Adrián Sahibeddine

Personal information
- Full name: Adrián Luciano Santos Sahibeddine
- Date of birth: 19 August 1994 (age 31)
- Place of birth: Bordeaux, France
- Height: 1.79 m (5 ft 10 in)
- Position: Midfielder

Team information
- Current team: Bordeaux B

Youth career
- 2001–2002: Gradignan FC
- 2002–2006: RC Bordeaux
- 2010–2011: FCE Mérignac-Arlac [fr]
- 2011–2012: Colo-Colo

Senior career*
- Years: Team / Apps / (Gls)
- 2012–2015: Colo-Colo B / 5 / (1)
- 2015–2017: FCE Mérignac-Arlac [fr] / 40 / (11)
- 2017–2018: Dijon II / 22 / (9)
- 2018: Dijon / 3 / (0)
- 2018: Stade Bordelais / 9 / (1)
- 2019–2020: FCE Mérignac-Arlac [fr] / 18 / (5)
- 2020: Vevey United
- 2021–2022: Bergerac Périgord / 22 / (3)
- 2022–2024: Stade Bordelais / 30 / (3)
- 2024–2025: Louhans-Cuiseaux / 17 / (3)
- 2025–: Bordeaux B / 0 / (0)

= Adrián Sahibeddine =

French footballer (born 1994)

Adrián Luciano Santos Sahibeddine (born 19 August 1994), known as Adrián Sahibeddine, is a French-Chilean professional footballer who plays as a midfielder for French club Bordeaux B.

==Professional career==
Sahibeddine began playing football with his local sides Gradignan FC and RC Bordeaux before taking a four-year break to focus on his studies. He joined FCE Mérignac-Arlac's academy in 2010, and after a couple years his Chilean mother connected him with her cousin who worked for the Chilean club Colo-Colo. He signed with Colo-Colo, but was plagued by injuries and homesickness, and declined professional contract to return to France.

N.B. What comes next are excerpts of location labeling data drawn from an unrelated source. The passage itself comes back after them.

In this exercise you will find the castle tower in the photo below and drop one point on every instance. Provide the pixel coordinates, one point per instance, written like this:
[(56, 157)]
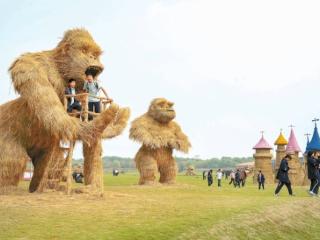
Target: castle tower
[(281, 143), (262, 160), (313, 145), (296, 173), (305, 166)]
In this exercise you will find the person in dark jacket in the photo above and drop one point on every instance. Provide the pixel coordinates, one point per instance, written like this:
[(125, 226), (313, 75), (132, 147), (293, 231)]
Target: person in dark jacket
[(210, 178), (283, 176), (313, 172), (260, 179), (73, 103)]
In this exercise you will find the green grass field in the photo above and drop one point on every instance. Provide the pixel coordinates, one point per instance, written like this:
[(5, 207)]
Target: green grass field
[(187, 210)]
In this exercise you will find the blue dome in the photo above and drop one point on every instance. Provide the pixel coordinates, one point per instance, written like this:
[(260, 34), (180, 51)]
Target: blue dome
[(314, 144)]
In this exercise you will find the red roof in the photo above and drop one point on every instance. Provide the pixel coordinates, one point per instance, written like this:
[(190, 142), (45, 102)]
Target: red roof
[(262, 144), (293, 145)]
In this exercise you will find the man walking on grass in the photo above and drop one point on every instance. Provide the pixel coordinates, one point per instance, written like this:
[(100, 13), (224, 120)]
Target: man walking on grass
[(283, 176)]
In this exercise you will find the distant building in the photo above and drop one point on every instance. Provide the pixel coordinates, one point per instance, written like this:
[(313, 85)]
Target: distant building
[(281, 143), (262, 160), (296, 173)]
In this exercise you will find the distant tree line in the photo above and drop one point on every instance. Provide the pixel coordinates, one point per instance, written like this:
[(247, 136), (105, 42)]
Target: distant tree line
[(110, 162)]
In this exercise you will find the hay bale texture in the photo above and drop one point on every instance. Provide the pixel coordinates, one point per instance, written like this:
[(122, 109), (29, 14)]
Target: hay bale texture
[(32, 125), (159, 135)]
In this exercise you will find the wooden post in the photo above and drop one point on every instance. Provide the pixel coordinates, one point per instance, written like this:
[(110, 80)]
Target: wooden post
[(69, 169)]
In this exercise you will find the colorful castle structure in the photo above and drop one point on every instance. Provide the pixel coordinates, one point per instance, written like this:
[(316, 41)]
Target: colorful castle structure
[(313, 145), (305, 154), (296, 173), (262, 160), (281, 143)]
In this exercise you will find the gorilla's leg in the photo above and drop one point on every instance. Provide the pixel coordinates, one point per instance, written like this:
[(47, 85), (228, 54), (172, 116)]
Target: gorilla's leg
[(147, 167), (40, 159), (168, 171), (13, 159), (93, 167)]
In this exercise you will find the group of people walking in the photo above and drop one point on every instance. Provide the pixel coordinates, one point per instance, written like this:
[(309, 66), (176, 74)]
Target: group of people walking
[(313, 163), (209, 177)]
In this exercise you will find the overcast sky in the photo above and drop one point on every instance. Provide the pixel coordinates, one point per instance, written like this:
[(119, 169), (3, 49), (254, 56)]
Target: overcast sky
[(233, 68)]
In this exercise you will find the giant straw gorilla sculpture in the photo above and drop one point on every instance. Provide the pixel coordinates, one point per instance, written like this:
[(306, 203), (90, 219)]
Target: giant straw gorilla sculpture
[(159, 135), (33, 125)]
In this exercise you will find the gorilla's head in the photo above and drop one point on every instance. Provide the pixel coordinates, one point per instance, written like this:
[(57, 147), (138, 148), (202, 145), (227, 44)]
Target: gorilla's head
[(161, 110), (77, 54)]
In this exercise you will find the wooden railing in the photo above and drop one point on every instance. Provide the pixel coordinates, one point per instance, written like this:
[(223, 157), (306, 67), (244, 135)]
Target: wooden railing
[(83, 99), (84, 114)]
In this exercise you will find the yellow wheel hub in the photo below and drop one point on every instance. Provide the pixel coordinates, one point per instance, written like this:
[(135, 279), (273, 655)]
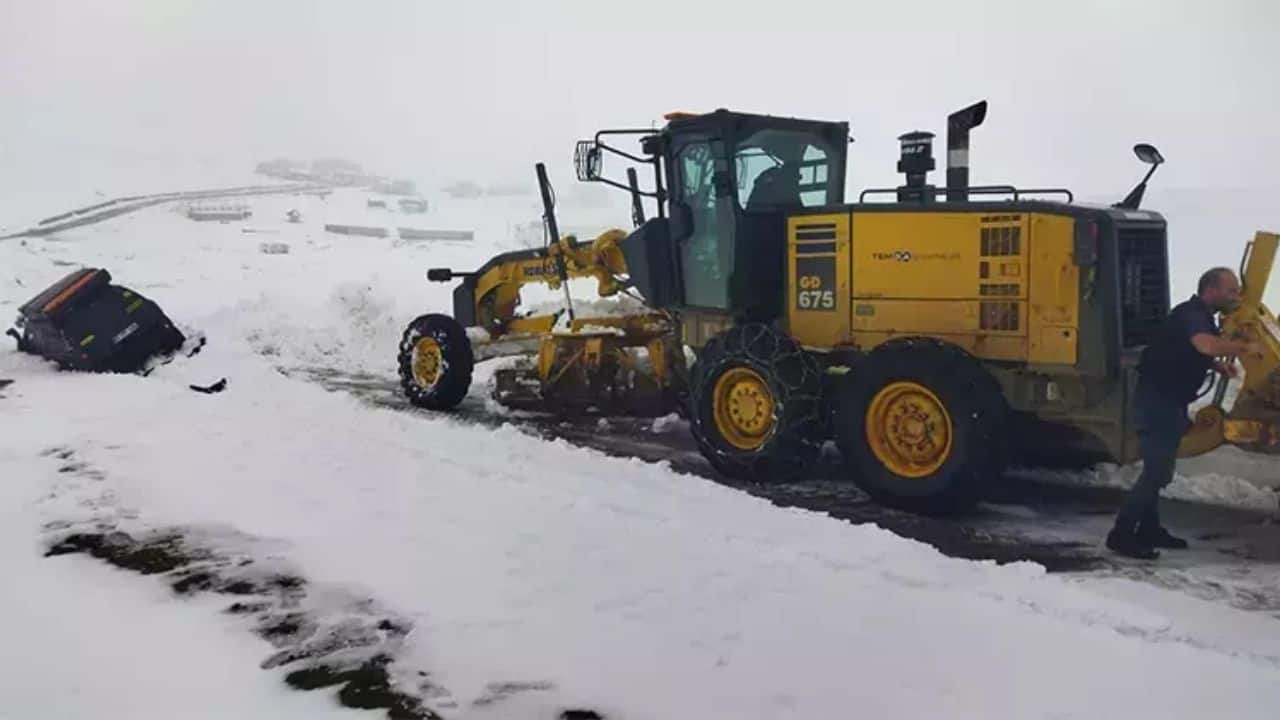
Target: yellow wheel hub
[(743, 408), (428, 361), (909, 429)]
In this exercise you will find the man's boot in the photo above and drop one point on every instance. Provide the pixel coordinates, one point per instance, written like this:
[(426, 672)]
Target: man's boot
[(1124, 541)]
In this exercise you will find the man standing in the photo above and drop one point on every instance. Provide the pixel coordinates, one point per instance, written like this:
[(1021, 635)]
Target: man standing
[(1170, 372)]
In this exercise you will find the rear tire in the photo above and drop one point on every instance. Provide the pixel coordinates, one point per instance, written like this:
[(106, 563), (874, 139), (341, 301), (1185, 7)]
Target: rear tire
[(755, 405), (923, 427), (435, 363)]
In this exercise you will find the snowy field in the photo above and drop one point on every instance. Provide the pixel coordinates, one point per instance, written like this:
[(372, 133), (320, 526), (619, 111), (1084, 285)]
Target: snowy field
[(531, 577)]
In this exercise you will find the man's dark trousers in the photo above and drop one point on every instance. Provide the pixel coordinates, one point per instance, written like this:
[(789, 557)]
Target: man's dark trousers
[(1161, 424)]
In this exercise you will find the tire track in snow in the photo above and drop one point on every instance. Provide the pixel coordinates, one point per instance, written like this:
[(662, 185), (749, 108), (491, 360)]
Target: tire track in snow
[(323, 638)]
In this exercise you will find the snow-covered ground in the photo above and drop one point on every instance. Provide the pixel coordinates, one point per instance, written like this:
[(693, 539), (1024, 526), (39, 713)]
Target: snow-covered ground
[(536, 577)]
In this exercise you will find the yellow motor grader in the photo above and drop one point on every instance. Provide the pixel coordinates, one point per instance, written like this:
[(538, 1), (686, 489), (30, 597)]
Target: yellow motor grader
[(935, 333)]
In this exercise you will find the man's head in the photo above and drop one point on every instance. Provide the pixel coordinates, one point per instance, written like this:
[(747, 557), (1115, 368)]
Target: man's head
[(1220, 290)]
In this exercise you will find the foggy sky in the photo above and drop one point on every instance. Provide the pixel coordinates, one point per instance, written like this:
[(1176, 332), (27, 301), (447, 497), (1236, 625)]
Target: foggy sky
[(484, 89)]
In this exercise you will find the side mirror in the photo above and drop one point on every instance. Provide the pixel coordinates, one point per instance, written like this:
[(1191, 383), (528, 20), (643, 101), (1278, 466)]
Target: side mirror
[(1148, 154), (588, 160)]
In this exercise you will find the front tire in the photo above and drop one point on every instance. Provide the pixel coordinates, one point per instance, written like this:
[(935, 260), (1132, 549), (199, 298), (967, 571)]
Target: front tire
[(435, 363), (755, 405), (923, 427)]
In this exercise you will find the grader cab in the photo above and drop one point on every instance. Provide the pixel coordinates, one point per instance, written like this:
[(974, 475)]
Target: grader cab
[(935, 333)]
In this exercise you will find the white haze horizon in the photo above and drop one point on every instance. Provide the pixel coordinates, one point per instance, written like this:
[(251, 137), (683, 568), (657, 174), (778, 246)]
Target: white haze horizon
[(156, 95)]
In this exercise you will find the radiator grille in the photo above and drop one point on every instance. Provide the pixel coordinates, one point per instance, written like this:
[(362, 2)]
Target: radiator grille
[(1143, 282)]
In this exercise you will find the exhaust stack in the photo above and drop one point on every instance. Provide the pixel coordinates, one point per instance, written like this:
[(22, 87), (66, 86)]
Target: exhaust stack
[(959, 124)]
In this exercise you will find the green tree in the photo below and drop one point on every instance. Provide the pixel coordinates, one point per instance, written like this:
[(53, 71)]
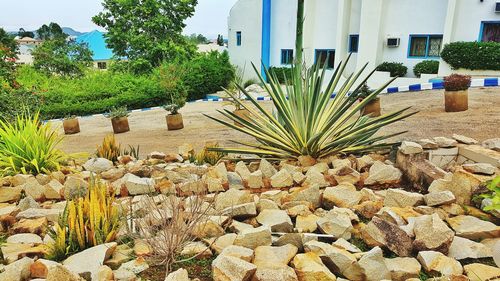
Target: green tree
[(147, 29), (62, 57)]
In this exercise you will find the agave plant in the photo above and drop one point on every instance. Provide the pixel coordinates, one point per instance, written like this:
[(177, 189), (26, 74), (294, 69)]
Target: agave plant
[(307, 121)]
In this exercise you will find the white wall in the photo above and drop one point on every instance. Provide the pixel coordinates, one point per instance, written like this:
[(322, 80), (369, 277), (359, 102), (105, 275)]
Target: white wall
[(246, 16)]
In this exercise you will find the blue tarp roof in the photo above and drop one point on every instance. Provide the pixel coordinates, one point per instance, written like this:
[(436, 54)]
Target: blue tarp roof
[(97, 44)]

After four months of not playing, he re-signed with Mérignac Arlac in the Division d'Honneur (the sixth division of France). In his first match against Sarlat FC, Sahibeddine ruptured ligaments in his knee and ankle and was out for 5 months. He finished the last 7 games of the season with Arlac and barely missed promotion, and Sahibeddine was convinced by his coach Antoine Vergès to remain another year. The following season, Sahibeddine helped Arlac get promoted to the Championnat National 3, finishing as one of the top scorers with 11 goals in 33 games.

After his success with Merlac, Ligue 1 club Dijon offered Sahibeddine a trial and was subsequently offered a one-year contract. Sahibeddine joined the reserve side of Dijon, with the goal of getting into the first-team in the summer of 2017. After success with Dijon's reserve side, Sahibeddine made his professional debut with the senior Dijon team in a 3–1 Ligue 1 loss to Bordeaux on 28 April 2018.

In July 2022, Sahibeddine rejoined Stade Bordelais after his stint with them in 2018. In July 2024, he switched to Louhans-Cuiseaux.

==Personal life==
Sahibeddine was born in Bordeaux, France to a Brazilian father, and a Chilean mother of Moroccan descent. As such, he is available to represent Morocco, Chile, Brazil and France. He holds Chilean nationality by descent.